Often, businesses are placed in trust so they can be run without the intervention of a probate court following the owner's death. Another way to transfer a business is to incorporate it and pass the shares to the heirs. 

Should I make charitable gifts?

This is a personal decision that each person must make for him/herself. Charitable giving is a wonderful thing to do and it benefits a great many people. It can save taxes, too. Consult with your lawyer or accountant to see if charitable giving should have a place in your estate plan. 

What are death taxes?

Death taxes (also commonly called Estate Taxes) are federal and state taxes, imposed by the U.S. Government (through the Internal Revenue Service) and New York on a person's estate. They are usually paid by the estate prior to distribution of property to the heirs. 

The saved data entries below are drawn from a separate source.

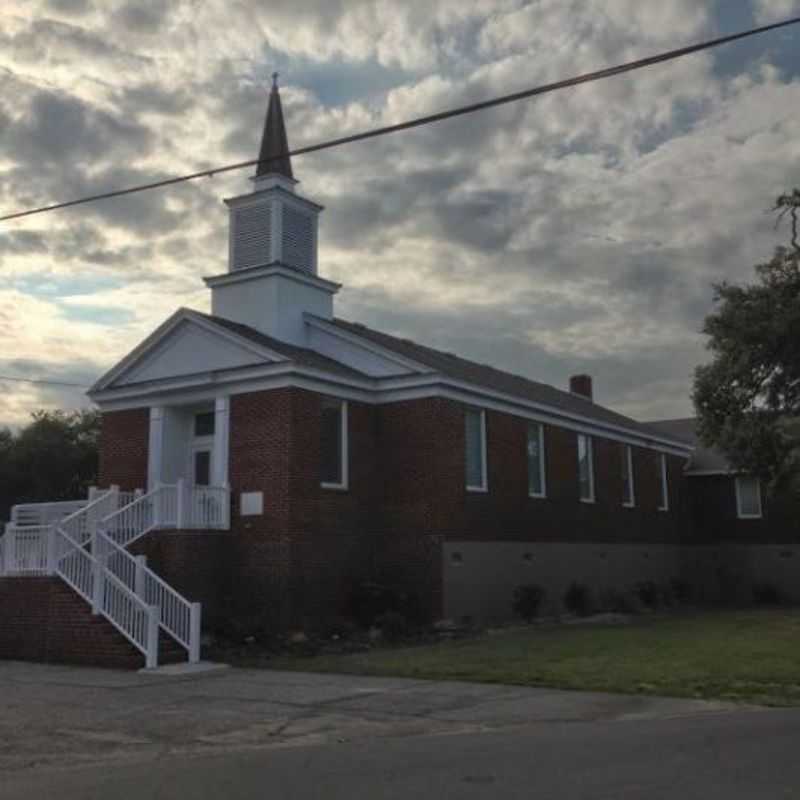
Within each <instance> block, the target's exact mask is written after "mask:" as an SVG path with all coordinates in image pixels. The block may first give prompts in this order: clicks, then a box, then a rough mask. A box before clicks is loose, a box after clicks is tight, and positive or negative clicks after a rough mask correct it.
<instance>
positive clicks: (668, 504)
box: [658, 453, 669, 511]
mask: <svg viewBox="0 0 800 800" xmlns="http://www.w3.org/2000/svg"><path fill="white" fill-rule="evenodd" d="M658 472H659V479H660V483H661V498H660V501H659V504H658V510H659V511H669V475H668V472H667V457H666V455H665V454H664V453H659V454H658Z"/></svg>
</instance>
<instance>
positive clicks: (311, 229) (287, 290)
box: [204, 73, 339, 345]
mask: <svg viewBox="0 0 800 800" xmlns="http://www.w3.org/2000/svg"><path fill="white" fill-rule="evenodd" d="M277 77H278V76H277V73H276V74H275V75H273V83H272V91H271V92H270V97H269V107H268V109H267V117H266V121H265V123H264V134H263V136H262V139H261V150H260V152H259V161H258V167H257V169H256V174H255V176H254V177H253V178H251V180H252V181H253V184H254V187H253V191H252V192H251V193H250V194H245V195H240V196H238V197H234V198H231V199H229V200H226V201H225V203H226V205H227V206H228V209H229V213H230V227H229V245H228V272H227V273H226V274H224V275H216V276H214V277H211V278H205V279H204V280H205V282H206V285H207V286H208V287H209V288H210V289H211V313H212V314H214V316H219V317H224V318H226V319H230V320H233V321H234V322H240V323H243V324H245V325H249V326H250V327H252V328H255V329H256V330H259V331H261V332H262V333H265V334H267V335H268V336H273V337H275V338H276V339H281V340H283V341H286V342H291V343H292V344H298V345H305V344H306V332H305V324H304V322H303V314H305V313H311V314H315V315H317V316H319V317H323V318H326V319H330V318H331V317H332V316H333V295H334V294H335V293H336V292H337V291H338V290H339V284H336V283H333V282H331V281H327V280H324V279H322V278H320V277H319V276H318V275H317V226H318V220H319V214H320V212H321V211H322V206H320V205H317V204H316V203H313V202H312V201H311V200H307V199H306V198H305V197H301V196H300V195H299V194H297V193H296V191H295V187H296V185H297V183H298V181H296V180H295V178H294V174H293V172H292V164H291V159H290V157H289V155H288V153H289V144H288V138H287V136H286V127H285V125H284V121H283V109H282V107H281V98H280V92H279V90H278V83H277Z"/></svg>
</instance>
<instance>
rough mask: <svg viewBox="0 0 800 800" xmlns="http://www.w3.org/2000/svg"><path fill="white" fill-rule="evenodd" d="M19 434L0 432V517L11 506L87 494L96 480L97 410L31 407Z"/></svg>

Can I avoid paying Death Taxes?

Yes, and this is the major focus of much of the estate planning that is done today. In 2012, federal law allows the first $5,000,000 of a person's estate passes to heirs tax free. Under New York law, that number is $1,000,000. Death (estate) taxes are based on the amount of the estate over these numbers. Bear in mind that the exemption can and has changed from year to year in recent times. There is movement within the federal government to lower the federal exemption back down to $1,000,000 

People who own property that exceeds the exemption often do various things to avoid the imposition of taxes on their estate. The goal usually is to pass as much of the property, tax free, to a person's heirs. One method is to begin a "gift giving" program, whereby an elderly person who has accumulated wealth gives a little of it away each year to various relatives (usually children and grandchildren) to reduce the size of the estate. Another method is the creation of an irrevocable trust and the purchase of a life insurance policy that covers the estimated taxes to be owed.

One nice benefit from gift giving programs is that the elderly parents (and grandparents) actually get to see their family enjoy the gifts they are making. Disposing of property by will means that the "giver" will be dead and gone by the time the gift is enjoyed by the heir(s). 

There is a word of caution about gift giving programs, however. The person making the gifts has to make sure he/she keeps enough money to live on and otherwise provide for the necessities of life, including the various expenses of elder care, which can be substantial. 

Other tax planning devices are generation skipping trusts, family limited partnerships and marital deduction trusts. These can be a bit complicated, and expensive to set up, but are widely used.